The Ravens tend to not make dramatic offseason moves, and the spring/summer of ’09 is no different. Gone are defensive coordinator Rex Reed, LB Bart Scott, and retired wideout Derrick Mason and placekicker Matt Stover.
The replacements are no-namers, but second-year coach John Harbaugh is hardly concerned. What he has left is surely good enough to beat back the Bengals and Browns, and challenge for a wild-card spot again.
At M&T Bank Stadium it starts and ends with defense, specifically the linebacking group that includes Ray Lewis and the recently re-signed Terrell Suggs. The defense created so much mayhem for opposing quarterbacks that the Ravens led the league in interceptions, with 26. Safety Ed Reed had nine on his own.
Second-year QB Joe Flacco will be allowed to free-lance a bit more, but the 2009 Ravens’ offense will be run-oriented and focused on limiting mistakes. Willis McGahee, Ray Rice and Le’Ron McClain all figured to get their share of carries.
Surprising stat: Joe Flacco’s passing accuracy improved by nearly 10 percentage points in the second halves of games last season -- 65 percent, to 55 percent in the first halfves.
Cincinnati Bengals
Projected win total: 6.5
Prediction: Over
Are things slooooooooowly starting to turn in Cincinnati? The Bengals open training camp in the next few days with a healthy quarterback, a pair of A-1 wide receivers, a couple of solid free agent signees, and draft choices that everyone seems to like.
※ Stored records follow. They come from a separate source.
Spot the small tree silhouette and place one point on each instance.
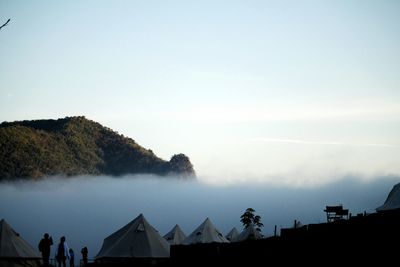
(249, 218)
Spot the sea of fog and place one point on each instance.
(88, 209)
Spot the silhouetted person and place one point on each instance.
(62, 252)
(84, 252)
(44, 248)
(71, 257)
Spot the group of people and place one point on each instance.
(62, 254)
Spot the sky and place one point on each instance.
(294, 93)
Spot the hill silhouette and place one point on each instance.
(77, 146)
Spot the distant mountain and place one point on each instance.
(77, 146)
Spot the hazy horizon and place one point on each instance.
(88, 209)
(286, 92)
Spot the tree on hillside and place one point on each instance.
(249, 217)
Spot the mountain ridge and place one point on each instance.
(33, 149)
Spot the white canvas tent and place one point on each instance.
(232, 235)
(249, 233)
(205, 233)
(137, 239)
(15, 251)
(175, 236)
(393, 200)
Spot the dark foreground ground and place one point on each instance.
(373, 239)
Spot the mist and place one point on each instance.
(88, 209)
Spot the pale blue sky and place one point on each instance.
(293, 92)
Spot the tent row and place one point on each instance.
(138, 239)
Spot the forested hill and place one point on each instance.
(77, 146)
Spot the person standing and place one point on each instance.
(84, 252)
(44, 247)
(71, 257)
(62, 252)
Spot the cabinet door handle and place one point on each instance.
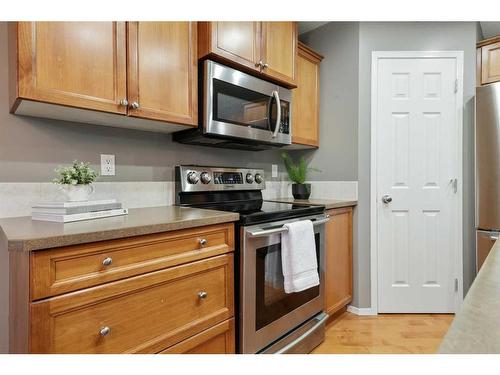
(107, 261)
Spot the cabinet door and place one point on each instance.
(162, 71)
(218, 339)
(490, 66)
(338, 271)
(238, 42)
(78, 64)
(279, 50)
(305, 102)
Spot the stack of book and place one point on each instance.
(66, 212)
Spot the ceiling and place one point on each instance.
(490, 29)
(306, 26)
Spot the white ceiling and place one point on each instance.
(306, 26)
(490, 29)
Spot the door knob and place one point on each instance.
(386, 199)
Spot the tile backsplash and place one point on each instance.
(16, 199)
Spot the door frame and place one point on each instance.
(458, 261)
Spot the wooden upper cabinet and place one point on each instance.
(490, 63)
(79, 64)
(305, 102)
(162, 71)
(259, 48)
(237, 42)
(279, 50)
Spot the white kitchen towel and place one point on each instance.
(298, 256)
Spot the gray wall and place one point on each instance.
(337, 41)
(30, 148)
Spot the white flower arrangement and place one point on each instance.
(78, 174)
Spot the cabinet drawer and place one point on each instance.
(216, 340)
(71, 268)
(143, 314)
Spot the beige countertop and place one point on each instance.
(476, 327)
(24, 234)
(328, 203)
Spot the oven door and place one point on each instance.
(266, 311)
(239, 105)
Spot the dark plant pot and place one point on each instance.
(301, 191)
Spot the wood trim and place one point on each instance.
(13, 66)
(491, 40)
(307, 52)
(132, 256)
(227, 327)
(19, 323)
(479, 68)
(273, 74)
(485, 63)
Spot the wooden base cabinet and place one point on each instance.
(488, 61)
(338, 270)
(267, 49)
(156, 295)
(305, 111)
(141, 75)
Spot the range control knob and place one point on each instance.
(193, 178)
(258, 178)
(205, 177)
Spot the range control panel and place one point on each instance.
(199, 178)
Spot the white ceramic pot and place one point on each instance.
(77, 193)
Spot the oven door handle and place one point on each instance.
(269, 232)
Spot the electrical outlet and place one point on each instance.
(107, 165)
(274, 170)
To make a serious playoff run, strange things would have to happen to several AFC teams ahead of them in the AFC pecking order, but optimism seems to be taking hold in Cincy after two years spent drawing dead.
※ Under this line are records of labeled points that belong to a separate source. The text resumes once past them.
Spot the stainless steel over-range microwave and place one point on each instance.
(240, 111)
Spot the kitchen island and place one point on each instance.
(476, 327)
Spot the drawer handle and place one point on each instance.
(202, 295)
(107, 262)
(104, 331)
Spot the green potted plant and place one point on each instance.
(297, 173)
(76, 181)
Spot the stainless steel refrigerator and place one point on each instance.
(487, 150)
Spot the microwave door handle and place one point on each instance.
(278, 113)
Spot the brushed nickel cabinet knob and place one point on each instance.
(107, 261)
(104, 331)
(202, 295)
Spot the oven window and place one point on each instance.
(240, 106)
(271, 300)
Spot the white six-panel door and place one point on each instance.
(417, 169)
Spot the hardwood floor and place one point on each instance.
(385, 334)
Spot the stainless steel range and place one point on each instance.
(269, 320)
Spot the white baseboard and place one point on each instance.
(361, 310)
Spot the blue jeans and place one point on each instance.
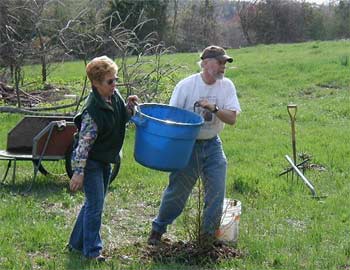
(85, 236)
(207, 161)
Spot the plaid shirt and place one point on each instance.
(87, 137)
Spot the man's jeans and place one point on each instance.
(208, 161)
(85, 236)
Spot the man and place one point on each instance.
(214, 97)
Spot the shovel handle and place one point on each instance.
(292, 111)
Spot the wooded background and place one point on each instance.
(47, 31)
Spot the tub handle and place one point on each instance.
(138, 118)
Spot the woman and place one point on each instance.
(101, 126)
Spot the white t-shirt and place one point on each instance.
(193, 88)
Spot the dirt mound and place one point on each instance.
(190, 253)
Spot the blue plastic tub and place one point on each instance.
(165, 136)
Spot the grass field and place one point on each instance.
(281, 226)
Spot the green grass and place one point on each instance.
(281, 226)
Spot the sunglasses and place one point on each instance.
(111, 81)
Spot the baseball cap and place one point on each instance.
(215, 52)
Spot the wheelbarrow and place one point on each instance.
(42, 138)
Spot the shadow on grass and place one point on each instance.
(43, 187)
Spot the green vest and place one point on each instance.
(110, 120)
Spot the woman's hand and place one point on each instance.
(131, 102)
(76, 182)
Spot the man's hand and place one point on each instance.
(76, 182)
(206, 105)
(131, 102)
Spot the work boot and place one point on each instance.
(155, 238)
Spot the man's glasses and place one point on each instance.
(111, 81)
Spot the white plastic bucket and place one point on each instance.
(228, 230)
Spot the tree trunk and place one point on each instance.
(17, 81)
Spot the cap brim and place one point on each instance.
(225, 57)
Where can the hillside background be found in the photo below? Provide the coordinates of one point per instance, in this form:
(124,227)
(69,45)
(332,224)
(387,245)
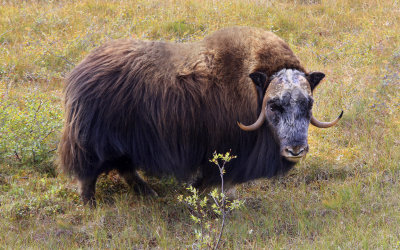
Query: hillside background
(344,195)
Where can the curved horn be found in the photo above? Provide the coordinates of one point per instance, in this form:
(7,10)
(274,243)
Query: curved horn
(319,124)
(260,120)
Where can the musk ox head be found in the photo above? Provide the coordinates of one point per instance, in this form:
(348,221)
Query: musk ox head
(286,108)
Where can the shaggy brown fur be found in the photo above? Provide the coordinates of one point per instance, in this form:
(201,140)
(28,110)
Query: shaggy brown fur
(165,107)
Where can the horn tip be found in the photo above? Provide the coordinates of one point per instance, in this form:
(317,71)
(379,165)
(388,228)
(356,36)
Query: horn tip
(341,114)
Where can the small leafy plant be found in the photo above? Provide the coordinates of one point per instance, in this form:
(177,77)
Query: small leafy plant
(208,234)
(29,128)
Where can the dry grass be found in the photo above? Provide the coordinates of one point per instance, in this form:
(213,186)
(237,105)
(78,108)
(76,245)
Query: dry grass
(344,195)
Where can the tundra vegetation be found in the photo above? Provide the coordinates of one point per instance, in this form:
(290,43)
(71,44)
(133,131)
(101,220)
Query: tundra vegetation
(344,194)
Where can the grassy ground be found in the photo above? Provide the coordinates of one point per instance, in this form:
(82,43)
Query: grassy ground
(344,195)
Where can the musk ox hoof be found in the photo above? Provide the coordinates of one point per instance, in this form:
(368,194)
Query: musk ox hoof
(90,201)
(87,191)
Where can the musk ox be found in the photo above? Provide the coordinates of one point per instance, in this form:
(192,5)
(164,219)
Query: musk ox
(164,108)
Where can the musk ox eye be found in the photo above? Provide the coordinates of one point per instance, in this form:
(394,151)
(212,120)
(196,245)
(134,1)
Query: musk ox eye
(276,108)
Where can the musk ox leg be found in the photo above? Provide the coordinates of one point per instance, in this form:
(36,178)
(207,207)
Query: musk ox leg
(137,183)
(87,187)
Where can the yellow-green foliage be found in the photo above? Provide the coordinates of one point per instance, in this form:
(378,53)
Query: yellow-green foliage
(344,195)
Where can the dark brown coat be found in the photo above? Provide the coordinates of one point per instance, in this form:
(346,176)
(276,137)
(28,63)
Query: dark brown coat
(165,107)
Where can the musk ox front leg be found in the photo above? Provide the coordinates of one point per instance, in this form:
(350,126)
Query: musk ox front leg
(137,183)
(87,188)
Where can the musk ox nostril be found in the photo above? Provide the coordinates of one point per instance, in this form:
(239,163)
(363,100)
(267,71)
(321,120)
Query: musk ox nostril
(296,150)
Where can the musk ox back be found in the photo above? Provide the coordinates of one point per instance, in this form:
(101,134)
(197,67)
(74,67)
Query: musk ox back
(164,108)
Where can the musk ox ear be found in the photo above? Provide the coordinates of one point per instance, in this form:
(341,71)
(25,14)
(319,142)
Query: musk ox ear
(259,79)
(314,78)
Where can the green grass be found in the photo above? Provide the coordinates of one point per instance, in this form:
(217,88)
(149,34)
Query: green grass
(344,195)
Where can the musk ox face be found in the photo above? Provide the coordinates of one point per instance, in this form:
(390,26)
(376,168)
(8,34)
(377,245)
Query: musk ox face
(286,108)
(288,112)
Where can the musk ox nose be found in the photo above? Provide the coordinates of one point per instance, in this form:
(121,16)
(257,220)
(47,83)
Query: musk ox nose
(294,153)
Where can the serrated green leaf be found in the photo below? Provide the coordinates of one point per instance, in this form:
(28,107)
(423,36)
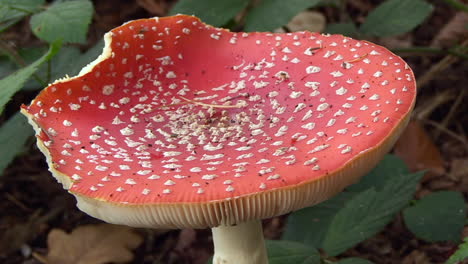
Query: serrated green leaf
(354,261)
(439,216)
(212,12)
(368,212)
(67,21)
(395,17)
(461,253)
(286,252)
(13,135)
(269,15)
(346,29)
(310,224)
(391,166)
(15,81)
(68,61)
(12,11)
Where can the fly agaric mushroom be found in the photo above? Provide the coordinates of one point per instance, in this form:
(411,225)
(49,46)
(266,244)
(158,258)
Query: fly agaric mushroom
(182,125)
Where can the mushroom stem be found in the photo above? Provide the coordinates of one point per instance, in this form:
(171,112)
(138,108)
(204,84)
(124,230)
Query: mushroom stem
(241,244)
The signing of WR Lavernaeus Coles more than replaces the loss of T.J. Houshmandzadeh, and maintains balance at the position. It also gives QB Carson Palmer a clutch receiver who will not have a mid-game or mid-season meltdown the way Chad Ochocinco annually does.
The Bengals are enthused about the free agent additions of safety Roy Williams and DL Tank Johnson, both plucked from Dallas, and their two top draft choices, tackle Andre Smith and linebacker Ray Maualuga, both should play right away.
Surprising stat: The Bengals scored fewer than 20 points in nine of their last 11 games and finished the 2008 season with four straight unders.
Cleveland Browns
Projected win total: 7
Prediction: Under
Eric Mangini.
Eric Mangini???
The Browns jumped quickly to hire Mangini, though thousands of fans in the Cleveland area would love to know what in Mangini’s past is evidence that he can turn around one of the few NFL franchises that has yet to play in a Super Bowl.
Whatever. Mangini now has the keys to the car, and he inherits a slew of problems, not the least of which is figuring out a way to get the Browns into the end zone every now and then.
Cleveland went the last six games of the 2008 season without an offensive touchdown, which is one of the five warning signs that your team stinks.
Brady Quinn has done little over the past two seasons to prove that he can move the team, but he’ll start this year and Derek Anderson will be the league’s most expensive backup QB.
TE Kellen Winslow has departed and can do his best to wreck the Tampa Bay locker room, but Braylon Edwards returns and will hopefully avoid leading the league in dropped passes again this season.
The franchise does have some talent. Shaun Rogers is a top-tier nose tackle, and D’Qwell Jackson is a tacking machine at the linebacker position.
Surprising stat: The Browns have lost to the Steelers 11 straight times.